The Yanxing Entity had decided to abandon this nest ahead of schedule. Too many abnormalities had piled up, and it could sense extreme danger.
Mo Ran’s face drained of color as she stared at the spirit-link mirror her people thrust into her hands.
The image inside was the view transmitted from the orbital platform—Shu Ji seen from space.
Pale matter writhed across the planet’s surface from the polar regions down toward the equator. Cities, mountains, coastlines—everything had begun to change. A terrifying “face,” covering nearly a third of the world, had taken shape. It looked like a complex nest structure, and also like a fusion of a human face and an insect’s.
And at the center of that face was… the “mountain.”
Mo Ran lifted her head, choking on a sense of suffocation as she looked toward the plain’s far end.
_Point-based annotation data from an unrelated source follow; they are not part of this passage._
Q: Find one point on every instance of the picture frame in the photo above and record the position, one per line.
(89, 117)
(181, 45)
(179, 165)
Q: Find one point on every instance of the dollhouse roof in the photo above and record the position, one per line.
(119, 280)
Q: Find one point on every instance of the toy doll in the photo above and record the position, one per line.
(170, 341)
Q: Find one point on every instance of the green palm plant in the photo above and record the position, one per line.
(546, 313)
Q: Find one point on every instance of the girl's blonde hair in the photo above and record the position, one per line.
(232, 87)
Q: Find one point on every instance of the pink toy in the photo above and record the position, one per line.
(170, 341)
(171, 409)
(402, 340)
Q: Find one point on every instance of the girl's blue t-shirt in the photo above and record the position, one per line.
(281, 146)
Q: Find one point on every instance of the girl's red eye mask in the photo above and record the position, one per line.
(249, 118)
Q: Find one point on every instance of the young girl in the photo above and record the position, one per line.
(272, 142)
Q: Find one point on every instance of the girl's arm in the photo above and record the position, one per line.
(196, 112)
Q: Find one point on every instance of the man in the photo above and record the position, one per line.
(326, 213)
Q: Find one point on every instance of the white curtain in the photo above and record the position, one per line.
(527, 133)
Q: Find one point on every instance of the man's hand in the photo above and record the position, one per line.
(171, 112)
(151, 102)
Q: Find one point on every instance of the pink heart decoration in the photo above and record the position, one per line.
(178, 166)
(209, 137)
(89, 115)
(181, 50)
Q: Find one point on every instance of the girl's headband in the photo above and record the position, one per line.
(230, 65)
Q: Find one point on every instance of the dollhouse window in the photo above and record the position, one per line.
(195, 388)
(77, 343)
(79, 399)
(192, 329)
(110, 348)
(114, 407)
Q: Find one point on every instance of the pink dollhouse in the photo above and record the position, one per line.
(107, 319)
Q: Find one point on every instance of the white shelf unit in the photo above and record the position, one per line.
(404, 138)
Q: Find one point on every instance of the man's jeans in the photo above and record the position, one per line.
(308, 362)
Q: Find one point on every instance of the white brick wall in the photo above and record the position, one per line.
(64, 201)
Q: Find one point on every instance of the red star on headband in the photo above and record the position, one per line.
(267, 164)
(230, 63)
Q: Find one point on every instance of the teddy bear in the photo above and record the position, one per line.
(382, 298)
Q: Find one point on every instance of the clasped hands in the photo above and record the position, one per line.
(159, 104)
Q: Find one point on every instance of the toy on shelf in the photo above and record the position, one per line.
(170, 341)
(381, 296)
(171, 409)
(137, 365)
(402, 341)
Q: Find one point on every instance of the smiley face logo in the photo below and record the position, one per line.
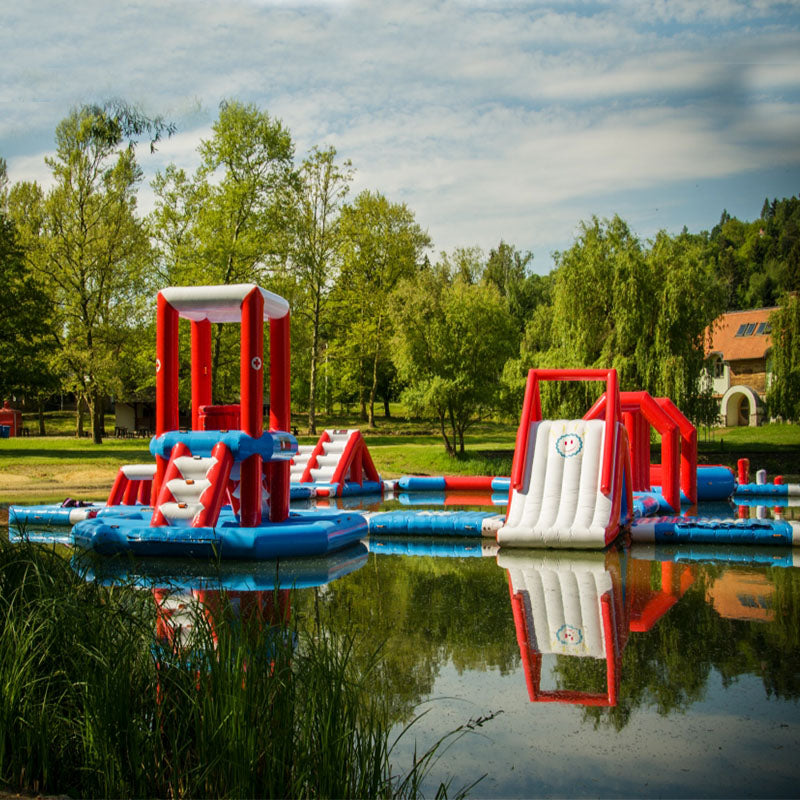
(569, 635)
(569, 444)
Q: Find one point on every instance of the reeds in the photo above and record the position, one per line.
(94, 704)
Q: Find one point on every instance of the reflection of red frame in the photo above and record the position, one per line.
(532, 659)
(648, 606)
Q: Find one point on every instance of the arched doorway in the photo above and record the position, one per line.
(740, 406)
(744, 410)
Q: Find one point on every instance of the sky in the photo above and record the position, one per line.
(492, 121)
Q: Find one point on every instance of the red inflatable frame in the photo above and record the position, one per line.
(250, 306)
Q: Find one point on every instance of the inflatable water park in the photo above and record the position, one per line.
(222, 488)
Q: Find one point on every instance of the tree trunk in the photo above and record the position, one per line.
(40, 412)
(312, 378)
(373, 390)
(96, 415)
(78, 416)
(447, 446)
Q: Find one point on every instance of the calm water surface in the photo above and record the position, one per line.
(638, 672)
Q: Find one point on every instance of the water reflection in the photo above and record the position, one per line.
(568, 606)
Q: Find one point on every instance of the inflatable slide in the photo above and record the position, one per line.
(570, 482)
(337, 465)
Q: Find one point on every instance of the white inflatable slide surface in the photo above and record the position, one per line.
(560, 502)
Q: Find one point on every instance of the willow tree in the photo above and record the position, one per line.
(640, 308)
(87, 248)
(25, 313)
(783, 395)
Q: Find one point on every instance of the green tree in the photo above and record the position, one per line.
(315, 250)
(618, 303)
(25, 316)
(451, 340)
(381, 244)
(783, 394)
(86, 247)
(525, 291)
(226, 224)
(688, 297)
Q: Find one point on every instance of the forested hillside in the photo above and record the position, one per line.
(377, 313)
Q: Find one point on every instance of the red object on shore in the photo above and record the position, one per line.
(743, 465)
(11, 417)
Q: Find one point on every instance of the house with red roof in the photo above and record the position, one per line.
(739, 346)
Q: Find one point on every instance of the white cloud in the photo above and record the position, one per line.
(513, 119)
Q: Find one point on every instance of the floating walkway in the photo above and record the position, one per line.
(691, 530)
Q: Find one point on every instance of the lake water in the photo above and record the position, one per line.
(636, 672)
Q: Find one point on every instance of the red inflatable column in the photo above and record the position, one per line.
(166, 378)
(201, 369)
(279, 414)
(251, 372)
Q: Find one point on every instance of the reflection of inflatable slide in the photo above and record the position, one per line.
(567, 607)
(570, 481)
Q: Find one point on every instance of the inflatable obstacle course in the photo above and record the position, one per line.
(222, 488)
(337, 465)
(570, 481)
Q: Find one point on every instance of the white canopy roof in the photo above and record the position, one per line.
(221, 303)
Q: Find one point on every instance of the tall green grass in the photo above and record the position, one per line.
(94, 704)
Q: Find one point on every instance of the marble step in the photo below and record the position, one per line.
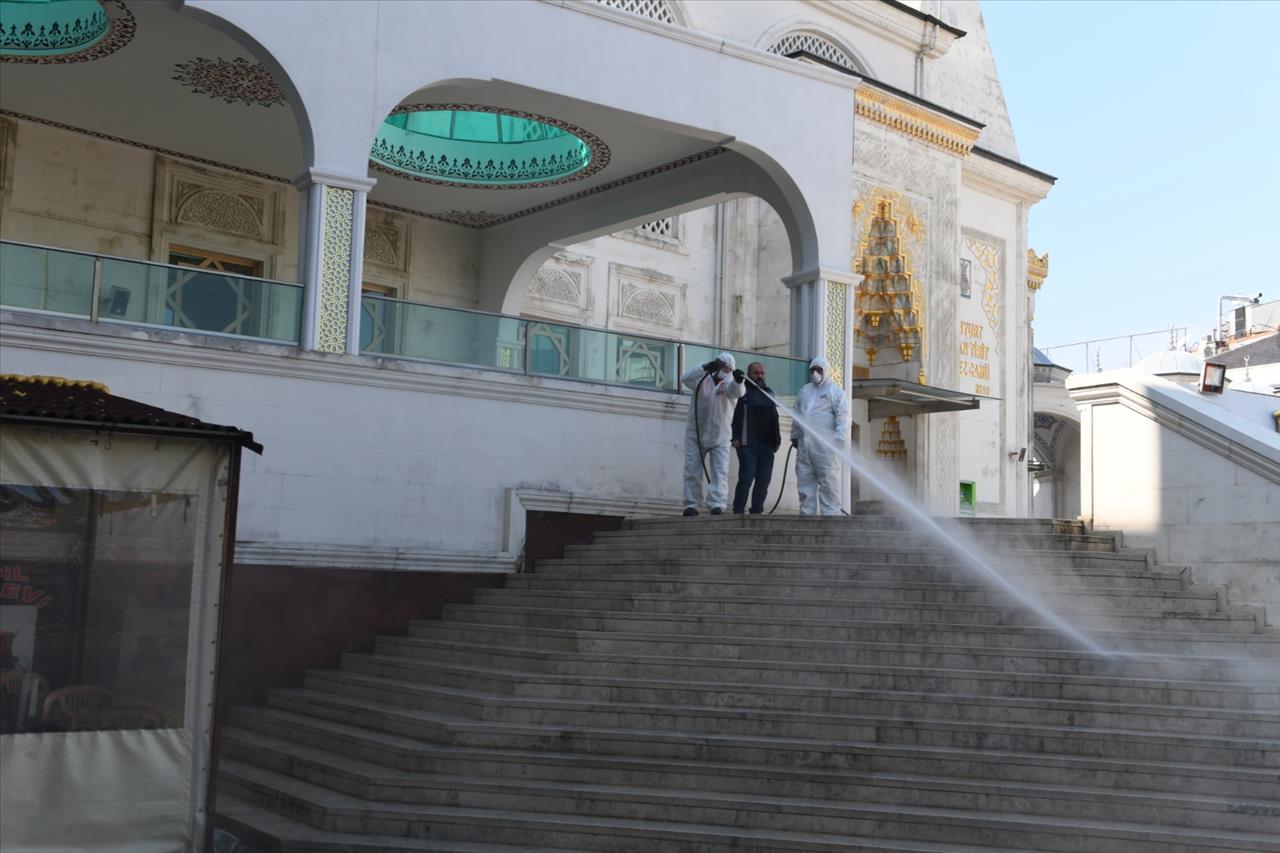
(533, 674)
(1125, 597)
(478, 621)
(973, 670)
(869, 574)
(616, 793)
(348, 692)
(336, 811)
(1249, 789)
(584, 610)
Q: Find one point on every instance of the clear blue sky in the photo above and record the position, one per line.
(1161, 122)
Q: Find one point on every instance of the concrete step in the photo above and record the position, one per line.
(435, 662)
(801, 656)
(801, 574)
(789, 684)
(1252, 788)
(819, 822)
(314, 806)
(915, 702)
(667, 524)
(592, 607)
(813, 810)
(1258, 644)
(984, 544)
(259, 829)
(301, 753)
(1128, 597)
(333, 689)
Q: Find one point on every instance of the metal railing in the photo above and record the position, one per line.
(1119, 351)
(101, 288)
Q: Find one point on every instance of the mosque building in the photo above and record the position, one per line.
(449, 283)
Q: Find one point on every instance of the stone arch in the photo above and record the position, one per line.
(798, 33)
(292, 97)
(666, 10)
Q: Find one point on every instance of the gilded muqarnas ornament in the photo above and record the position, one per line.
(233, 81)
(890, 300)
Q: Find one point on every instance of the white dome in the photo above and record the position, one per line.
(1170, 361)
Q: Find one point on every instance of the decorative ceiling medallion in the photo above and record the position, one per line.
(234, 81)
(480, 219)
(484, 147)
(51, 32)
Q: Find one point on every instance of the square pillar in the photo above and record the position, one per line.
(333, 259)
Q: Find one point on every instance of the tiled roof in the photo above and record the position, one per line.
(92, 404)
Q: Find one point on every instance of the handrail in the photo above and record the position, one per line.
(149, 263)
(522, 338)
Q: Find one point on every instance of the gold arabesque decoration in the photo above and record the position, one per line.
(1037, 269)
(890, 300)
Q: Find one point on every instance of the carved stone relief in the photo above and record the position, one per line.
(387, 241)
(645, 300)
(557, 286)
(220, 210)
(648, 305)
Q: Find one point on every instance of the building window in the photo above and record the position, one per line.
(202, 299)
(644, 363)
(814, 45)
(656, 9)
(376, 318)
(664, 228)
(549, 350)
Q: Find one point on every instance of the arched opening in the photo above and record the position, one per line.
(165, 149)
(1055, 466)
(466, 213)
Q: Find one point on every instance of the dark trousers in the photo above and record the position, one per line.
(754, 464)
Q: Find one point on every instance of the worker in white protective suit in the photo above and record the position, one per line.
(824, 407)
(716, 387)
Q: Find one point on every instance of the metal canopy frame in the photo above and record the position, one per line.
(892, 397)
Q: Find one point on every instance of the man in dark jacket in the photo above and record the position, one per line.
(757, 438)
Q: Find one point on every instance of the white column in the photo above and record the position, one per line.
(822, 314)
(333, 252)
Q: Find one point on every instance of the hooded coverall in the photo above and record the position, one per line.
(824, 409)
(709, 415)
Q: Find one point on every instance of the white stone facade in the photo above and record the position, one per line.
(732, 213)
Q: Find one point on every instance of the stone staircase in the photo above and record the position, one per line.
(789, 685)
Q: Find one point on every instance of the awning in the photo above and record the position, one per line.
(888, 397)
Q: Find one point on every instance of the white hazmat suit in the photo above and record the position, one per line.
(711, 415)
(824, 407)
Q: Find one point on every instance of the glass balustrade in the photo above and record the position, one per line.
(36, 278)
(33, 278)
(784, 374)
(200, 300)
(128, 291)
(597, 355)
(432, 333)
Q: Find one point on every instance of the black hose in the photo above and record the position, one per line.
(785, 463)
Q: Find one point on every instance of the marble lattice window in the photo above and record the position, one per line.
(814, 45)
(656, 9)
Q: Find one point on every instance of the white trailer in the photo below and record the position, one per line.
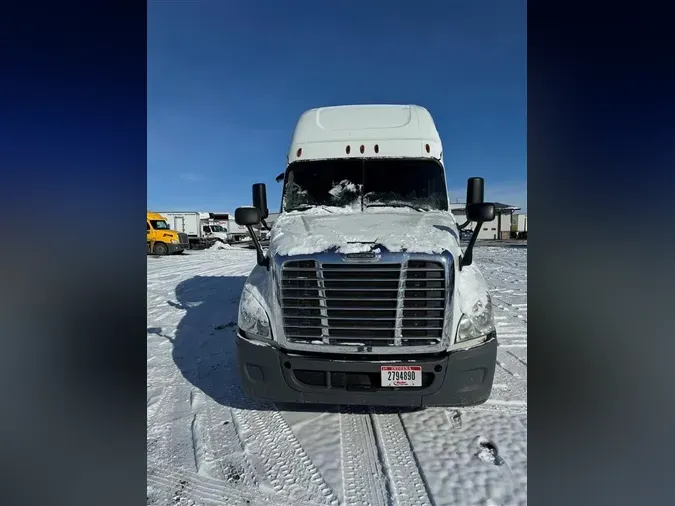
(190, 223)
(519, 226)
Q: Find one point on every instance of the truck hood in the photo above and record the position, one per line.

The swelling crystal structure in the distance had risen higher than the tallest peaks near Ink City. Within that mountain of crystal, something seemed to be slowly squeezing itself out of the crust. Scalding magma seeped from around the crystalline cliffs, and as the process continued, the tentacles that had drilled upward earlier seemed to slip into a terrifying, uncontrolled frenzy.
Outside the city, the army fell into chaos. The cultivators led by Lord Yun Shan scattered and fled from the clouds. Some still tried to restore order. Others rushed into the living crystal jungle as if throwing themselves into death.
Mo Ran barely noticed.
Beneath her feet, the planet where she’d been born and raised was waking up.
Her homeworld had become a living thing—vast, murderous, and hungry—and Ink City felt like an unwanted bruise on the skin of that enormous horror.
The entire city shook. The defensive structures beneath Ink City trembled on the verge of collapse.
With a roar that felt like it might rupture organs, Mo Ran saw an ominous flash bloom in the distant curtain of rain. Then a massive structure fell from the clouds. Explosions hammered the already-wavering city-protection array, huge chunks of wreckage slamming into the shield like fists.
“The No. 6 refining tower collapsed!” someone shouted. “Something drilled up from underground!”
Then everyone saw it.
From the crater where the refining tower had fallen, a gigantic crystal tentacle speared up from the earth and slammed down like a crushing hammer onto the last shield at the edge of Ink City’s district.
The shield flared, light rippling across nearly half the city. The tentacle shattered—crystal shards raining from the sky—yet before they could hit the ground, they twisted and changed into countless crystalline creatures, surging like an insect swarm toward the city guard below.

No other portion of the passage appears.